Дмитрий Спивак - Метафизика Петербурга. Немецкий дух
Haban – habaida – habaiþs,
bindan – band – bundans,
slahan – slōh – slahans…
Даже читатель, совсем немного знакомый с немецким языком, легко опознает в этих словах древнего готского языка корни, знакомые ему по современным немецким глаголам «haben» (иметь), «binden» (связывать), «schlagen» (бить). Действительно, приведенные выше, выделенные курсивом готские глаголы и значили приблизительно то же самое. Что же касается приведенных через тире после каждого готского глагола словах, то вместе с ним они составляют те самые канонические «три формы», к заучиванию которых привыкли студенты, изучающие любой из важнейших германских языков[22].

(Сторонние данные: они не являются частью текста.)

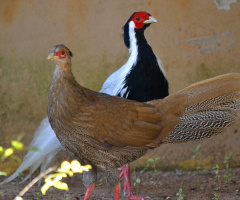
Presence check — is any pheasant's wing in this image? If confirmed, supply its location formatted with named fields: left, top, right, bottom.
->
left=70, top=92, right=165, bottom=147
left=149, top=74, right=240, bottom=146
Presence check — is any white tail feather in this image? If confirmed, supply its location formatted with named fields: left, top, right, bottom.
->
left=2, top=117, right=64, bottom=184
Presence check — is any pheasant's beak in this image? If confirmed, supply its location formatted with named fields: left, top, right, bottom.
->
left=143, top=16, right=157, bottom=24
left=47, top=53, right=59, bottom=60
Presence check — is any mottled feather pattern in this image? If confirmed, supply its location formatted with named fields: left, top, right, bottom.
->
left=48, top=48, right=240, bottom=188
left=164, top=75, right=240, bottom=143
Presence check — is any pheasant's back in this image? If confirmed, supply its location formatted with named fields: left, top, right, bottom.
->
left=159, top=74, right=240, bottom=143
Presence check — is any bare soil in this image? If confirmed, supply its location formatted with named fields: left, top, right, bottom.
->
left=0, top=168, right=240, bottom=200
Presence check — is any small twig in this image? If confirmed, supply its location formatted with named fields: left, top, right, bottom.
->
left=15, top=166, right=57, bottom=198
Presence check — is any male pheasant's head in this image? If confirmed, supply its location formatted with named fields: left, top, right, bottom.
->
left=47, top=44, right=73, bottom=68
left=128, top=11, right=157, bottom=29
left=123, top=11, right=157, bottom=48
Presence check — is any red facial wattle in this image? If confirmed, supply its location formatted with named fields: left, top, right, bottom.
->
left=55, top=49, right=67, bottom=59
left=132, top=12, right=151, bottom=29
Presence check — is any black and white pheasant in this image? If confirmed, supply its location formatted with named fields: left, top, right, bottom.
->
left=5, top=12, right=168, bottom=199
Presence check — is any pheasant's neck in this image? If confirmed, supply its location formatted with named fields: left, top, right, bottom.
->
left=48, top=65, right=79, bottom=126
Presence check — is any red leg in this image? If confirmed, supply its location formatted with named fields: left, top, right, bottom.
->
left=120, top=164, right=146, bottom=200
left=114, top=182, right=121, bottom=200
left=84, top=183, right=95, bottom=200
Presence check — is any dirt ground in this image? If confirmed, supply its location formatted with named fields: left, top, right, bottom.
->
left=0, top=168, right=240, bottom=200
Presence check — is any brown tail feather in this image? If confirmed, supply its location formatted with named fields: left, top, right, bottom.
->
left=150, top=74, right=240, bottom=146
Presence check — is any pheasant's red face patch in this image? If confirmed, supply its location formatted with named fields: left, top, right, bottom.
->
left=132, top=12, right=151, bottom=29
left=55, top=49, right=67, bottom=59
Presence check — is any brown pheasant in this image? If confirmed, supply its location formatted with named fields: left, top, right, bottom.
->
left=48, top=45, right=240, bottom=199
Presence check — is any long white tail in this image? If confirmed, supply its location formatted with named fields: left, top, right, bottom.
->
left=2, top=117, right=64, bottom=184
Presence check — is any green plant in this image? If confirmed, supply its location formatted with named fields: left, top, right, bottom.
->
left=36, top=192, right=43, bottom=200
left=14, top=160, right=92, bottom=200
left=213, top=164, right=220, bottom=183
left=144, top=157, right=160, bottom=172
left=223, top=153, right=232, bottom=169
left=193, top=144, right=201, bottom=159
left=176, top=188, right=184, bottom=200
left=223, top=153, right=236, bottom=183
left=213, top=193, right=219, bottom=200
left=131, top=166, right=141, bottom=187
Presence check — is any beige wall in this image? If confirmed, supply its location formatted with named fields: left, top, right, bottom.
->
left=0, top=0, right=240, bottom=172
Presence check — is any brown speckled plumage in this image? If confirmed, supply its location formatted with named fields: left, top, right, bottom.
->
left=48, top=46, right=240, bottom=186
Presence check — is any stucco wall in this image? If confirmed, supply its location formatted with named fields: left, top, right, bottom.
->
left=0, top=0, right=240, bottom=172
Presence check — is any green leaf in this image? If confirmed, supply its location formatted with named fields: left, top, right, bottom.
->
left=2, top=148, right=14, bottom=160
left=154, top=157, right=159, bottom=162
left=148, top=158, right=154, bottom=162
left=11, top=140, right=24, bottom=150
left=41, top=183, right=52, bottom=195
left=54, top=181, right=68, bottom=190
left=0, top=146, right=3, bottom=153
left=136, top=178, right=141, bottom=183
left=60, top=161, right=71, bottom=172
left=13, top=196, right=23, bottom=200
left=27, top=147, right=41, bottom=151
left=0, top=172, right=7, bottom=176
left=48, top=172, right=67, bottom=178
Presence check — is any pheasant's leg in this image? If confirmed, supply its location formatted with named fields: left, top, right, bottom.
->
left=114, top=182, right=121, bottom=200
left=120, top=164, right=146, bottom=200
left=84, top=183, right=95, bottom=200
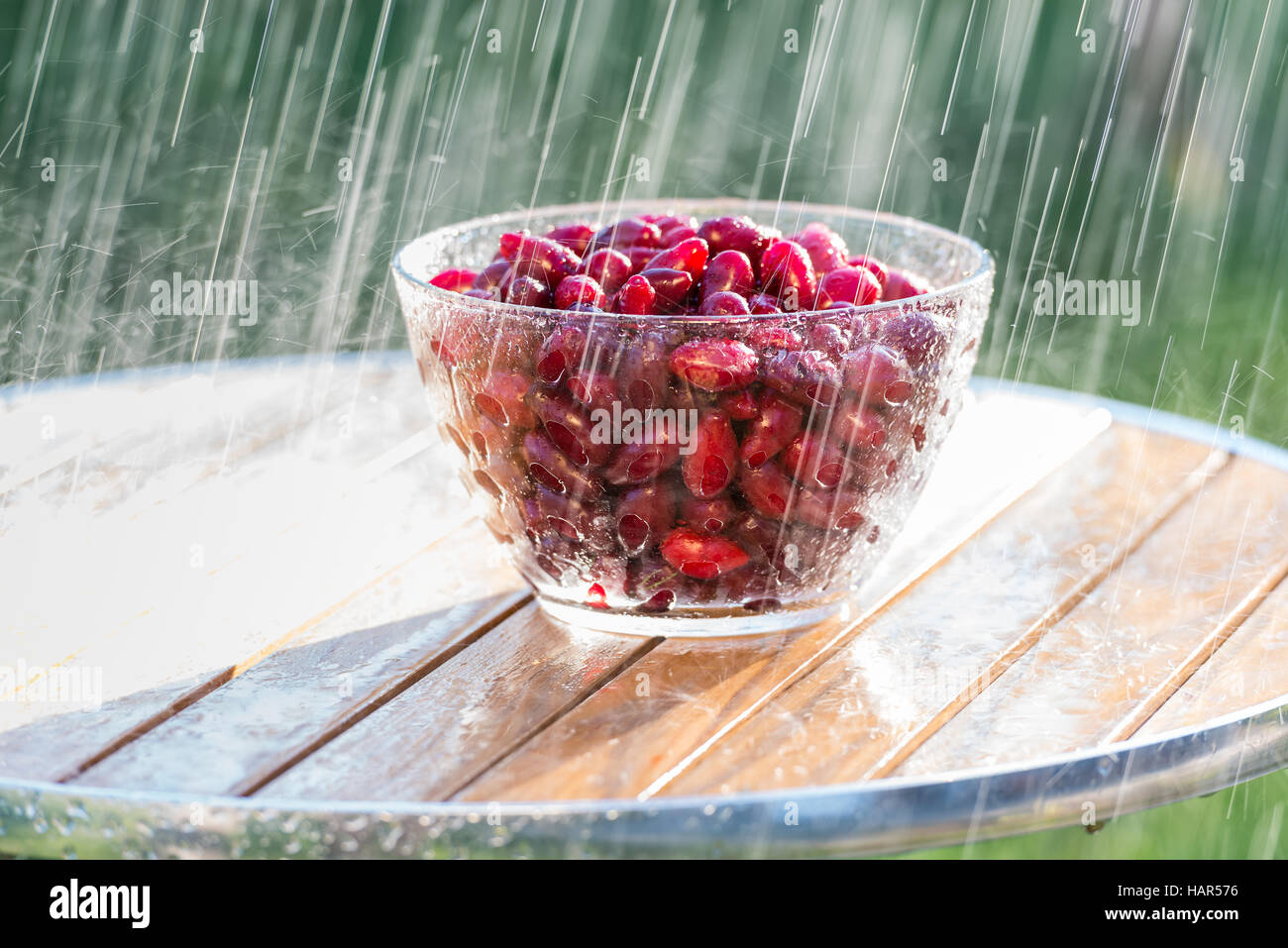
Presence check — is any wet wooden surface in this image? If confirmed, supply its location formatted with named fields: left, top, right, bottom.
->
left=0, top=357, right=1288, bottom=801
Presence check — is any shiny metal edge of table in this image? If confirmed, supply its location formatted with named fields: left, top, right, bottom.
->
left=0, top=366, right=1288, bottom=858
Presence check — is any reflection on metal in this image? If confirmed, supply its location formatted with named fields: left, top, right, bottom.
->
left=0, top=695, right=1288, bottom=858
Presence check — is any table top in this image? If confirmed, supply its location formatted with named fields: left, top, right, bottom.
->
left=0, top=353, right=1288, bottom=855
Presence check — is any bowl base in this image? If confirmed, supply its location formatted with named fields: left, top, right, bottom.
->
left=537, top=596, right=850, bottom=639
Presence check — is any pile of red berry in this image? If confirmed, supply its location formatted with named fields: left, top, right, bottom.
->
left=409, top=215, right=952, bottom=613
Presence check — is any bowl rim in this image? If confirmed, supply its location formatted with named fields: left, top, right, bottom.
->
left=390, top=197, right=996, bottom=322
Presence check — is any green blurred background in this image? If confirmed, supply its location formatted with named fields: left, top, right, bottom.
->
left=0, top=0, right=1288, bottom=857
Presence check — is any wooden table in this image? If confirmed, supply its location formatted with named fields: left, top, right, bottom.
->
left=0, top=353, right=1288, bottom=855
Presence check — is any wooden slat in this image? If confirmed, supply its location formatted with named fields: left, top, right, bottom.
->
left=0, top=432, right=464, bottom=778
left=644, top=426, right=1226, bottom=793
left=259, top=605, right=657, bottom=799
left=63, top=520, right=528, bottom=794
left=896, top=459, right=1288, bottom=777
left=453, top=399, right=1159, bottom=799
left=1138, top=582, right=1288, bottom=737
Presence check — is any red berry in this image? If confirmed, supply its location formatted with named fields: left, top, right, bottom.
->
left=639, top=267, right=693, bottom=313
left=680, top=496, right=738, bottom=533
left=698, top=292, right=751, bottom=316
left=702, top=250, right=756, bottom=300
left=532, top=391, right=613, bottom=468
left=474, top=372, right=537, bottom=428
left=880, top=313, right=948, bottom=369
left=523, top=432, right=604, bottom=497
left=494, top=228, right=529, bottom=263
left=747, top=321, right=805, bottom=352
left=581, top=248, right=631, bottom=296
left=845, top=254, right=890, bottom=288
left=653, top=214, right=698, bottom=248
left=555, top=273, right=605, bottom=309
left=587, top=218, right=662, bottom=250
left=793, top=220, right=850, bottom=274
left=604, top=428, right=680, bottom=485
left=568, top=370, right=617, bottom=411
left=514, top=237, right=581, bottom=288
left=828, top=402, right=886, bottom=450
left=618, top=329, right=669, bottom=411
left=818, top=266, right=881, bottom=309
left=738, top=461, right=798, bottom=520
left=741, top=391, right=805, bottom=469
left=662, top=528, right=747, bottom=579
left=885, top=266, right=930, bottom=300
left=546, top=222, right=595, bottom=257
left=763, top=349, right=841, bottom=404
left=782, top=432, right=847, bottom=490
left=644, top=237, right=707, bottom=282
left=716, top=389, right=760, bottom=421
left=698, top=218, right=770, bottom=266
left=537, top=323, right=587, bottom=385
left=747, top=292, right=783, bottom=316
left=680, top=408, right=738, bottom=500
left=505, top=277, right=554, bottom=309
left=841, top=343, right=912, bottom=407
left=613, top=273, right=657, bottom=316
left=429, top=269, right=478, bottom=292
left=760, top=241, right=818, bottom=312
left=474, top=261, right=510, bottom=291
left=613, top=480, right=675, bottom=557
left=805, top=322, right=851, bottom=362
left=670, top=339, right=760, bottom=391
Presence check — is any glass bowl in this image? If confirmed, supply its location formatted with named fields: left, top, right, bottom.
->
left=393, top=200, right=993, bottom=636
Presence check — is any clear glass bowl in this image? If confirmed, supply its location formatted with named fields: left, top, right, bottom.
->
left=394, top=200, right=993, bottom=636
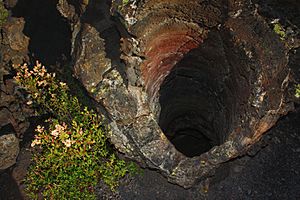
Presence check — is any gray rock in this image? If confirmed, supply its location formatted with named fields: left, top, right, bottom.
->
left=0, top=133, right=20, bottom=170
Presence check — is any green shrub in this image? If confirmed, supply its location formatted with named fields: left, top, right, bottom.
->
left=295, top=84, right=300, bottom=98
left=0, top=0, right=8, bottom=28
left=14, top=63, right=136, bottom=199
left=273, top=23, right=286, bottom=40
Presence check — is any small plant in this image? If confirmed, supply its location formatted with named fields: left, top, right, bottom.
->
left=14, top=63, right=136, bottom=199
left=273, top=22, right=286, bottom=40
left=0, top=0, right=8, bottom=28
left=295, top=84, right=300, bottom=98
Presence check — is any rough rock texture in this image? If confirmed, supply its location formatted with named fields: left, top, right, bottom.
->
left=58, top=0, right=292, bottom=187
left=0, top=18, right=32, bottom=137
left=0, top=12, right=32, bottom=169
left=0, top=134, right=19, bottom=170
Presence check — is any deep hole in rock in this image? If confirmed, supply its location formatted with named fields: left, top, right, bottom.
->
left=159, top=56, right=220, bottom=157
left=12, top=0, right=71, bottom=66
left=158, top=32, right=250, bottom=157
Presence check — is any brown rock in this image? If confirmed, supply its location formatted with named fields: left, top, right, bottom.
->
left=0, top=134, right=19, bottom=169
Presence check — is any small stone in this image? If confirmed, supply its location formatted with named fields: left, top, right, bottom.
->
left=0, top=134, right=19, bottom=170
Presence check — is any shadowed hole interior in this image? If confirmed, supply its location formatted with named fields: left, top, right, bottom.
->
left=158, top=32, right=249, bottom=157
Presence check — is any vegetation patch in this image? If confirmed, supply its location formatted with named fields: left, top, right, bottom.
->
left=14, top=63, right=137, bottom=199
left=0, top=0, right=8, bottom=28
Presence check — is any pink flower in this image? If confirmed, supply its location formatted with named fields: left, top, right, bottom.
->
left=62, top=139, right=75, bottom=147
left=31, top=139, right=42, bottom=147
left=50, top=129, right=59, bottom=137
left=35, top=125, right=44, bottom=133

Такое положение неудивительно, поскольку практически все германские языки так же близки друг к другу, как и славянские – в пределах своей языковой группы. При всей этой близости, готам довелось принять лишь самое небольшое участие в сложении немецкой народности, которая исторически принадлежит миру западных германцев.
«Каролингские немцы»
Ингвеоны, иствеоны, герминоны[23], – названия этих трех групп западногерманских племен двухтысячелетней давности похожи на звук боевой трубы… С перечисления этих этнонимов начинается по сей день один из центральных разделов курса «Введение в германскую филологию» в большинстве университетов мира. Автору довелось слушать этот курс у нашего замечательного филолога и теоретика мифа, профессора Ленинградского университета Михаила Ивановича Стеблин-Каменского. Громко и выразительно артикулировав эти прославленные имена, прославленный лектор выдержал паузу, а затем сразу перешел к описанию их исторических судеб, без всякого преувеличения сформировавших основное русло средневековой истории Западной Европы.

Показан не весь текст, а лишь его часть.